# Largest known prime: 2^43,112,609 - 1

By Murray Bourne, 22 Jun 2009

A reader wrote to say that there was an error on the page Number Properties in Interactive Mathematics. It said:

2

^{13466917}− 1. (This is huge - around 4 Ă— 10^{506,756}).

When I wrote the page, this was indeed the highest known prime, but in 2008, the GIMPS project (the distributed computing Great Internet Mersenne Prime Search) found an even larger one:

2^{43,112,609} − 1

This prime has around 13 **million** digits.

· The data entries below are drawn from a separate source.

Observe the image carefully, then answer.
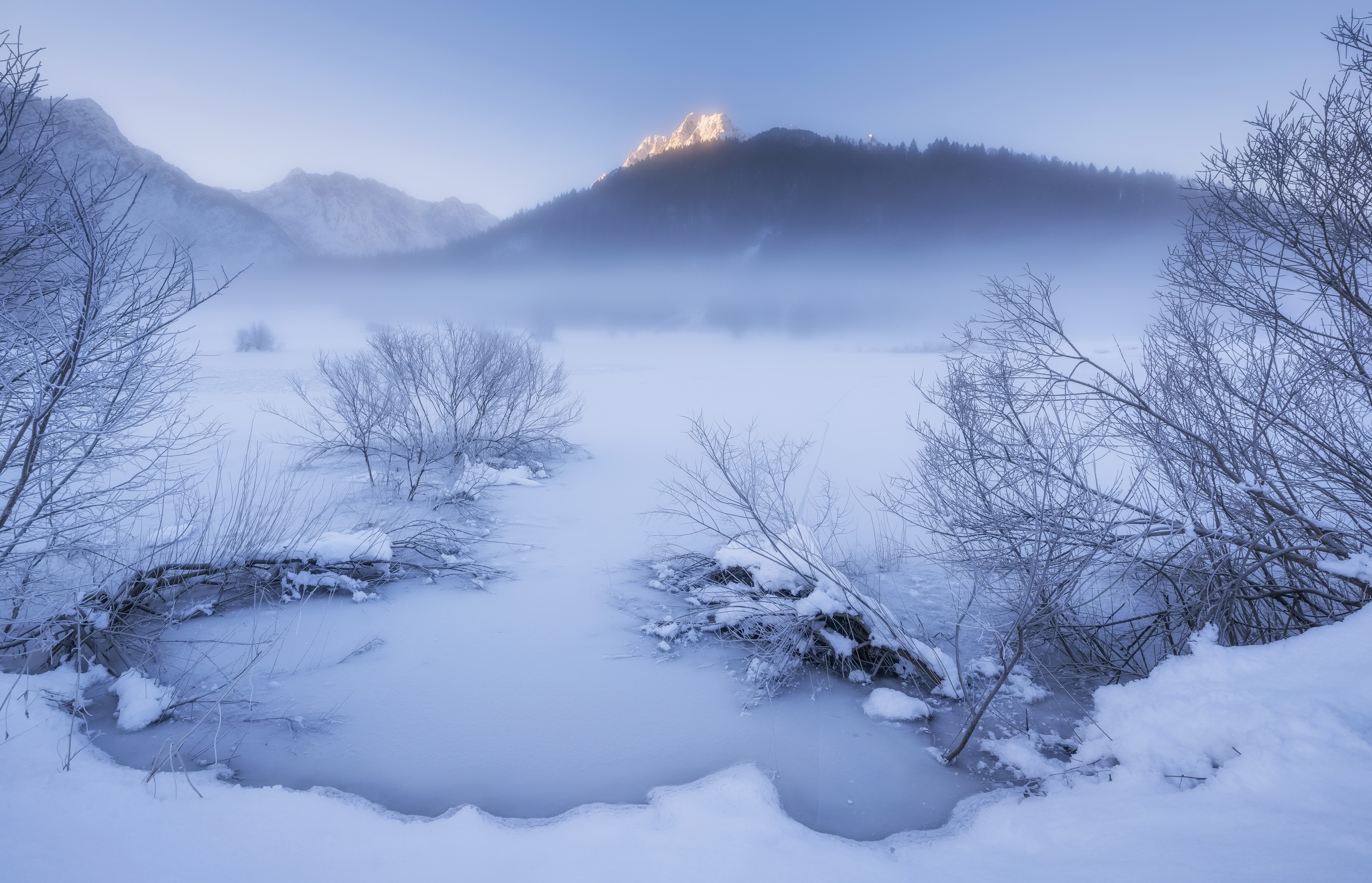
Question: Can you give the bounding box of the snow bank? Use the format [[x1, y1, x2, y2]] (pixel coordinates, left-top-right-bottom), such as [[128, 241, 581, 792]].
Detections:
[[0, 611, 1372, 883], [862, 687, 931, 720], [110, 669, 176, 732], [304, 529, 391, 564]]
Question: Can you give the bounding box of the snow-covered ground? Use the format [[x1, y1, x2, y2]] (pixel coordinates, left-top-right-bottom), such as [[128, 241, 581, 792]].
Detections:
[[0, 301, 1372, 880], [0, 570, 1372, 883]]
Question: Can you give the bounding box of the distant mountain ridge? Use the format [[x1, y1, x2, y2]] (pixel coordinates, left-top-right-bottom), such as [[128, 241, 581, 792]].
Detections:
[[55, 99, 302, 267], [622, 114, 747, 167], [46, 99, 497, 270], [450, 118, 1183, 262], [230, 169, 498, 258]]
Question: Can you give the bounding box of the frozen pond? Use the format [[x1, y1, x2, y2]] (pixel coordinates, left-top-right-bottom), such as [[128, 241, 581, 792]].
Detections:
[[86, 328, 1010, 838]]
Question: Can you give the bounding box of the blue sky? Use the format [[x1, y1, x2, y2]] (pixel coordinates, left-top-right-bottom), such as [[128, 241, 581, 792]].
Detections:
[[0, 0, 1347, 215]]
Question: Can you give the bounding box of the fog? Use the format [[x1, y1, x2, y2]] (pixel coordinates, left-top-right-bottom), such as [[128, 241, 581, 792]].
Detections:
[[206, 226, 1174, 350]]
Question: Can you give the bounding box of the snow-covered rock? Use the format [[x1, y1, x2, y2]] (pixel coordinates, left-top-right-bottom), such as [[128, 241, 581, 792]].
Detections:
[[230, 169, 497, 258], [304, 529, 391, 564], [110, 669, 176, 732], [624, 114, 747, 166], [862, 687, 930, 720]]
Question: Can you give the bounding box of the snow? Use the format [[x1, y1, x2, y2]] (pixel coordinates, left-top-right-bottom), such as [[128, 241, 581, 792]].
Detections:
[[1318, 552, 1372, 580], [304, 528, 391, 564], [0, 308, 1372, 883], [233, 169, 497, 258], [862, 687, 933, 720], [110, 668, 176, 732], [624, 114, 747, 167], [0, 603, 1372, 883]]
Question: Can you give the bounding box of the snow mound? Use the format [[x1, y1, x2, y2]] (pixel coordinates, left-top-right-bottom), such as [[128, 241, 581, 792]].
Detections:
[[451, 463, 547, 499], [0, 611, 1372, 883], [304, 529, 391, 564], [862, 687, 933, 720], [110, 669, 176, 732]]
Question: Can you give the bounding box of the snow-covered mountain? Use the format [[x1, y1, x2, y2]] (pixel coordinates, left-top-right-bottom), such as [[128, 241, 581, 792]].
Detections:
[[46, 99, 497, 272], [232, 169, 497, 258], [624, 114, 748, 166], [55, 99, 301, 269]]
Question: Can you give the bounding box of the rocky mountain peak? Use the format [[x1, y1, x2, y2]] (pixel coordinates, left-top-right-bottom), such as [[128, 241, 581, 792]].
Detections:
[[624, 114, 748, 166]]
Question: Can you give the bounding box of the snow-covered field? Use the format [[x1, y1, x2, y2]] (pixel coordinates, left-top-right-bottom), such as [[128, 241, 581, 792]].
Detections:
[[0, 295, 1372, 880]]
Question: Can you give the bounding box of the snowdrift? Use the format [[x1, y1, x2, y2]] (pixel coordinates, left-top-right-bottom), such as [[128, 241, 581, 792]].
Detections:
[[0, 603, 1372, 883]]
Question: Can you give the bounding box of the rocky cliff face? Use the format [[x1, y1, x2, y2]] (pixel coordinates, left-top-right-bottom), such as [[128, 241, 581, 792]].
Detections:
[[55, 99, 301, 272], [233, 169, 497, 258], [624, 114, 747, 166]]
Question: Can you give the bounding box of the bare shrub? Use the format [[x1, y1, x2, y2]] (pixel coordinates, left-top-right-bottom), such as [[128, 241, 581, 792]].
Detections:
[[645, 418, 958, 695], [269, 322, 580, 500], [233, 322, 281, 353], [892, 19, 1372, 713]]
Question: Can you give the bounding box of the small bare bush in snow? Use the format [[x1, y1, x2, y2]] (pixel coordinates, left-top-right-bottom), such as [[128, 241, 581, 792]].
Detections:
[[233, 322, 280, 353], [0, 33, 238, 665], [645, 418, 958, 695], [890, 19, 1372, 736], [273, 322, 580, 502]]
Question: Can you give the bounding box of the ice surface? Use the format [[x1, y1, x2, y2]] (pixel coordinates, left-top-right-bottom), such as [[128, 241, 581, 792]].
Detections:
[[0, 589, 1372, 883], [862, 687, 931, 720], [88, 327, 987, 838]]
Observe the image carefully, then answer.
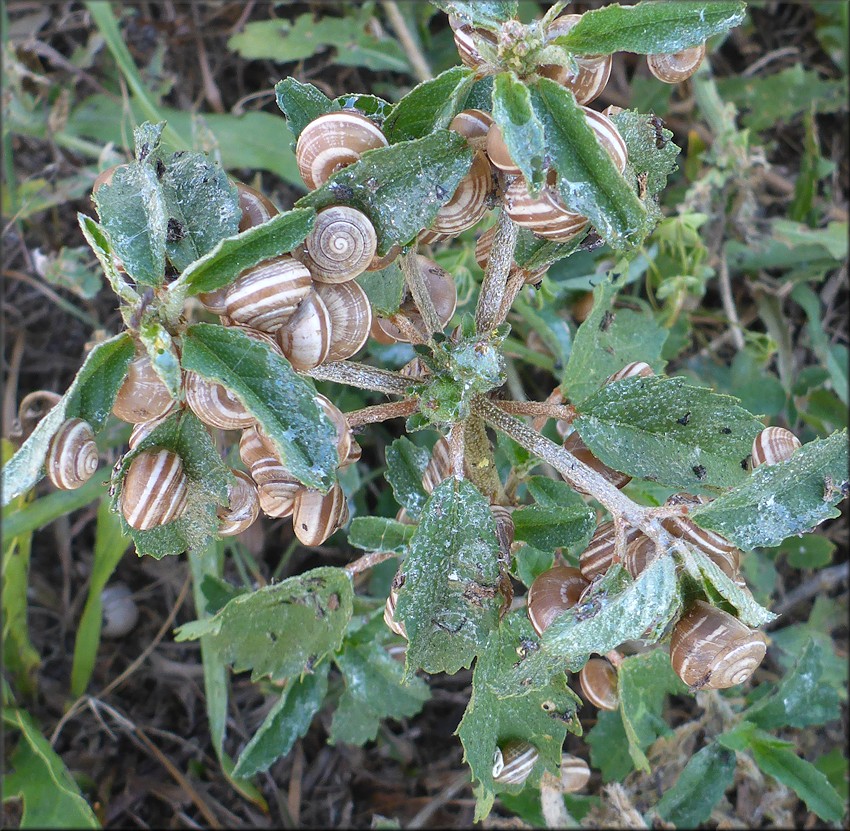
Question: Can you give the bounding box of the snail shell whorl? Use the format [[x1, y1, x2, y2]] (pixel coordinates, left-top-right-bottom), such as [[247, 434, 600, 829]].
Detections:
[[751, 427, 802, 469], [304, 205, 378, 283], [670, 600, 767, 690], [44, 418, 100, 491], [295, 110, 388, 190], [646, 43, 705, 84], [121, 449, 189, 531]]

Here are some of them (with millions of digits omitted in the middle):

[Image source: ScienceNews - no longer available]

It's an example of a Mersenne Prime, which are of the form 2^{x} − 1.

The first Mersenne Prime is 2^{2} − 1 = 3, and the next is 2^{3} − 1 = 7.

But not all numbers in this form are prime, for example 2^{4} − 1 = 15 is not prime.

So finding primes is a matter of trying higher values of x in the expression 2^{x} − 1 and testing if they can be factored.

## What is a prime?

A prime has exactly 2 factors, itself and 1. So the first prime is the number 2 (factors 2 and 1).

## Who Cares?

Every time you use a password to access a bank account or web site, there is a good chance that a large prime number was used in the encryption process.

## Want to make some money with primes?

The Electronic Frontier Association paid $100,00 for the above prime, and are offering $150,000 for a prime with 100 million digits and $250,000 for one with 1 billion digits.

This is where distributed computing power becomes important — according to ZDNet, a single computer would need 500 years to test a billion-digit prime number.